Твои картины потрясающе красивы. Я когда-нибудь говорила тебе об этом или боялась, что ты не заработаешь ими на жизнь? Мы с тобой знаем ответ. Да, я страшно переживала, что никто не станет покупать огромные полотна, не подходящие по цветовой гамме к интерьеру. Опасалась, что толстый слой краски отвалится и испачкает чей-нибудь ковер, тогда как следовало бы восхищаться объемным цветом, который ты создала.
— Мне понадобилось около получаса, чтобы отыскать те самые картины.
Мистер Райт не видел твоих полотен, только четыре последние «галлюцинации». А меня, думаю, более всего поразил контраст.
— Все остальные работы Тесс были… — Какого черта я не решаюсь произнести вслух правду? — Позитивными. Радостными. Прекрасными. Взрывы жизни, света и цвета на холсте.
Однако для этих четырех картин ты использовала палитру нигилистов, оттенки с 4625-го по 4715-й, черные и коричневые. Сюжеты, изображенные при помощи этих цветов, заставляют зрителя отшатнуться. Мне ничего не нужно объяснять мистеру Райту, фотографии приложены к делу. Моих сил хватает лишь на то, чтобы мельком взглянуть на них. Уменьшенные и даже перевернутые вверх ногами, они все равно производят гнетущее впечатление, и я поспешно отвожу глаза.
— Картины стояли в самом дальнем углу, краска на передней испачкала задник второй. Видимо, Тесс убрала их так быстро, что они не успели высохнуть.
Ты хотела спрятать лицо той женщины, ее зияющий рот, разверстый в крике? Она не давала тебе спать? А может быть, ты пыталась избавиться от мужчины в маске, зловеще притаившегося в тени и напугавшего тебя так же сильно, как меня?
— Тодд сказал, что это лишние доказательства психоза.
— Тодд?
— Мой жених. Бывший.
Миссис Влюбленная Секретарша приносит мистеру Райту сандвич. Она позаботилась о своем боссе, ведь, разумеется, встреча в обеденный перерыв не предполагала никакой еды. Подавая мне минеральную воду, миссис Влюбленная Секретарша даже не глядит в мою сторону. Мистер Райт улыбается ей своей широкой, обаятельной улыбкой:
— Спасибо, Стефани.
Улыбка почему-то расплывается, перед глазами все меркнет. До меня доносится его встревоженный голос:
— С вами все в порядке?
— Да.
Однако меня окружает тьма. Я слышу, но не вижу. То же самое произошло вчера, за ленчем с мамой, и я подумала, что все дело в вине, но сегодня грешить не на что. Надо сохранять спокойствие, и тогда мгла рассеется. Поэтому я вспоминаю дальше. Твои мрачные полотна вновь выступают передо мной из темноты.

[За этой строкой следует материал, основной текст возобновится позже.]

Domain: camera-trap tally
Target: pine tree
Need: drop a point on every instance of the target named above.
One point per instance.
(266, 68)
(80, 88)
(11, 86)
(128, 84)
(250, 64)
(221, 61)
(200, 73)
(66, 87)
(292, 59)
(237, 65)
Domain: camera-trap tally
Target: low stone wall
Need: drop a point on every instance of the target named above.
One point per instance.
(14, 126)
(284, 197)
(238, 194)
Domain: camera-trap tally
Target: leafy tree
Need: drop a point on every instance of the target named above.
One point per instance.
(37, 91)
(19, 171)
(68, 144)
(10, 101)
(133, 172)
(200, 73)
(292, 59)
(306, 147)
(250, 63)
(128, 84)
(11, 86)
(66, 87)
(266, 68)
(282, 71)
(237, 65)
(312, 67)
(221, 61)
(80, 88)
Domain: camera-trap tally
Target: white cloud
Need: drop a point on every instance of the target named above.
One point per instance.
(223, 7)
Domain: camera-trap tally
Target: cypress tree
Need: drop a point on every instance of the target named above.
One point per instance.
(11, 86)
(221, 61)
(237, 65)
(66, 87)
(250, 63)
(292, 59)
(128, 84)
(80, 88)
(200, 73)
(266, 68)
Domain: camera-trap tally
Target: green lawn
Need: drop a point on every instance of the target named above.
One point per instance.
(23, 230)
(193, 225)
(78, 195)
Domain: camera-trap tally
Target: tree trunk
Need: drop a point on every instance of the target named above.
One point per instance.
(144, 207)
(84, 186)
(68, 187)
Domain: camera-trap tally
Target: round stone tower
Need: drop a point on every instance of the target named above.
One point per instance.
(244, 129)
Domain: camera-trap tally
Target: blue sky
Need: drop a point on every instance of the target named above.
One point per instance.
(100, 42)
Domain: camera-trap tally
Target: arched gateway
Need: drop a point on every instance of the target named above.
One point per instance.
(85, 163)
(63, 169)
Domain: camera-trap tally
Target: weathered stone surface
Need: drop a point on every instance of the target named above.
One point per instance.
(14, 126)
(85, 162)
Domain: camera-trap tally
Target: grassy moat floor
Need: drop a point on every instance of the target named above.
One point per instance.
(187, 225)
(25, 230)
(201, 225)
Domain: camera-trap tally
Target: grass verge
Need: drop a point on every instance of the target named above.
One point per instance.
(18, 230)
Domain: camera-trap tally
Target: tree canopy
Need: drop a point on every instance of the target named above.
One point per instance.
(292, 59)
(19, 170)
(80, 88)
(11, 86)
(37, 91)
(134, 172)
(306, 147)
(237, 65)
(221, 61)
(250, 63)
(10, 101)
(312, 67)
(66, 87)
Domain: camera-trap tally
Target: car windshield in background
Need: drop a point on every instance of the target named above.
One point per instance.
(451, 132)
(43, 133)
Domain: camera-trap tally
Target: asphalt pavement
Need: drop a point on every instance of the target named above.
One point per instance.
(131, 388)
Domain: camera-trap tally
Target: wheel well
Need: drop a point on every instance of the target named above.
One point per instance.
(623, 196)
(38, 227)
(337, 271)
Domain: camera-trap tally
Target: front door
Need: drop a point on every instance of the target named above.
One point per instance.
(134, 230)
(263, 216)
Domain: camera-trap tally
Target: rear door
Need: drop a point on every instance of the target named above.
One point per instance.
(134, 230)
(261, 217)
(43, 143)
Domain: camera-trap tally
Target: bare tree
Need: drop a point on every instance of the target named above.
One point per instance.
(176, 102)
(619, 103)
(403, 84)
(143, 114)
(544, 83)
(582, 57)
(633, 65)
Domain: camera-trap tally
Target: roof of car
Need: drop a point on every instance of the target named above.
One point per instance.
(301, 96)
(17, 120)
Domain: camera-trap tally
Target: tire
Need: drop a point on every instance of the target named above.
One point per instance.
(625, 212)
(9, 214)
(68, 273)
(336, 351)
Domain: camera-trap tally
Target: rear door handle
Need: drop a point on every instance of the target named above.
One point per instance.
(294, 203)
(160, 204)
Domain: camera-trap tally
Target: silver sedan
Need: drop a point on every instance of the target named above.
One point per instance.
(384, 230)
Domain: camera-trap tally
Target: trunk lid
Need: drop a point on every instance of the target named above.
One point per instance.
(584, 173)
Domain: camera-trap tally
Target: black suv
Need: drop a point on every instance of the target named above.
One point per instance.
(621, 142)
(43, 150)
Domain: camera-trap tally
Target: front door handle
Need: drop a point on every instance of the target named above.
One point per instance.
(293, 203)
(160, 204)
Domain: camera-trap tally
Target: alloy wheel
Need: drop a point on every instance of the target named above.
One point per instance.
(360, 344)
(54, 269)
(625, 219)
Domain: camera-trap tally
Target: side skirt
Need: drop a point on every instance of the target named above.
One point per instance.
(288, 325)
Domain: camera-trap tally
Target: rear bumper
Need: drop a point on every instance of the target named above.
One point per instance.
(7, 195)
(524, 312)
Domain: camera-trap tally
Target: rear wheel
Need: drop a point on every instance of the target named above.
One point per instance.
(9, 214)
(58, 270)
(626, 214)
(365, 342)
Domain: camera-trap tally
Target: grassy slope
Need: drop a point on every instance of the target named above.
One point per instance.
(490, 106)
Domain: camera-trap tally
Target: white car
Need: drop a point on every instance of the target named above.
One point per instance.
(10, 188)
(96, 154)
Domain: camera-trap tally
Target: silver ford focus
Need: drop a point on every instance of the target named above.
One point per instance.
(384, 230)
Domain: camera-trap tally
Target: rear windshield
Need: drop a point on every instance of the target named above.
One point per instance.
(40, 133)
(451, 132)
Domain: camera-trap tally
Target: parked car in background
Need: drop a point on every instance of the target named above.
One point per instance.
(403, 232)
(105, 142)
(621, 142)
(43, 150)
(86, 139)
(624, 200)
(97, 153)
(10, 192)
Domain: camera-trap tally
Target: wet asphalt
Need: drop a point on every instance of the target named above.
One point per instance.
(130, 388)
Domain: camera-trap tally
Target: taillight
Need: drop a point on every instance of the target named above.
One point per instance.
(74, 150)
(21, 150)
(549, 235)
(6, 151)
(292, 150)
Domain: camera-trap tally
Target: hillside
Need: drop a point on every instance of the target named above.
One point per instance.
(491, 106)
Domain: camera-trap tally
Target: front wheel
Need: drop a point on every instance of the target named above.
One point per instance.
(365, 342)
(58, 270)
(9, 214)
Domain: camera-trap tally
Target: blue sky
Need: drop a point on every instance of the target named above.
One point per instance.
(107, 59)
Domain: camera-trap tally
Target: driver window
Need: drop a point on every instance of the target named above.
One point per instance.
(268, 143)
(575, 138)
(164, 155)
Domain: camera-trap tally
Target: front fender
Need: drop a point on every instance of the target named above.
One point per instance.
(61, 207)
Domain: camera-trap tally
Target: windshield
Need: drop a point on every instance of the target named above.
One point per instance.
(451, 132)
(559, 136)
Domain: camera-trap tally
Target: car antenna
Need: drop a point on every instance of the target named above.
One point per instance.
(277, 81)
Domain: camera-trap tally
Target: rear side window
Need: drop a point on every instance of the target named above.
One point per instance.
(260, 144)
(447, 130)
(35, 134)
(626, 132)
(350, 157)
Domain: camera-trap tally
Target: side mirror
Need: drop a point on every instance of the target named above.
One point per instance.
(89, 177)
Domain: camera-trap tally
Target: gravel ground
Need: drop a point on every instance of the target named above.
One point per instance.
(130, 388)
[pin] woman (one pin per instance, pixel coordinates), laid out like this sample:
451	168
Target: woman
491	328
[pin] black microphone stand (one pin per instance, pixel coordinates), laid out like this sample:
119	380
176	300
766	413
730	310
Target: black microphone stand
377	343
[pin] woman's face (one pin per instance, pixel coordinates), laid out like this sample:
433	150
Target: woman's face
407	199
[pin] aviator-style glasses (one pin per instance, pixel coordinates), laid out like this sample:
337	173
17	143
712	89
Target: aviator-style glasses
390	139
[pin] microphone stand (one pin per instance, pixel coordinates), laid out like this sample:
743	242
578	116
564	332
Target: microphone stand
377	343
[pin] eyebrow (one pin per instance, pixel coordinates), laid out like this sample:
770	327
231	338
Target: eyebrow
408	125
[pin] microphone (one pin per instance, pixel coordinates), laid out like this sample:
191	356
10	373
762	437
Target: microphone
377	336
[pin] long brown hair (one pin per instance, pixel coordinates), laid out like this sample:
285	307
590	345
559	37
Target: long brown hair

Когда пришел Тодд, я рыдала. Мои слезы капали на картины и превращались в черные и грязно-коричневые кляксы. Тодд обнял меня за плечи.
— Дорогая, это рисовала не Тесс.
На мгновение мной овладела надежда: их поставил сюда кто-то еще, другой человек испытывал весь этот ужас.
— Она была не в себе, — продолжал Тодд. — Это не та сестра, которую ты знала. Ею двигало безумие, отнимающее индивидуальность.
Меня разозлило, что он возомнил себя экспертом по душевным расстройствам, что три-четыре сеанса психотерапии, посещенные в тринадцатилетнем возрасте после развода родителей, якобы сделали из него знатока.
Я снова обратила взгляд на картины. Зачем ты нарисовала их, Тесс? В качестве послания? Тогда почему спрятала? Тодд не догадывался, что мое молчание скрывает под собой горячий внутренний монолог.
— Кто-то должен сказать тебе правду, дорогая.
Тодд внезапно превратился в законченного болвана, как будто в корне ошибаться означало проявлять маскулинность, как будто трагедия твоей смерти могла послужить темой семинара по моделям истинно мужского поведения. На этот раз он уловил мой гнев.
— Прости, наверное, «безумие» — слишком грубое слово.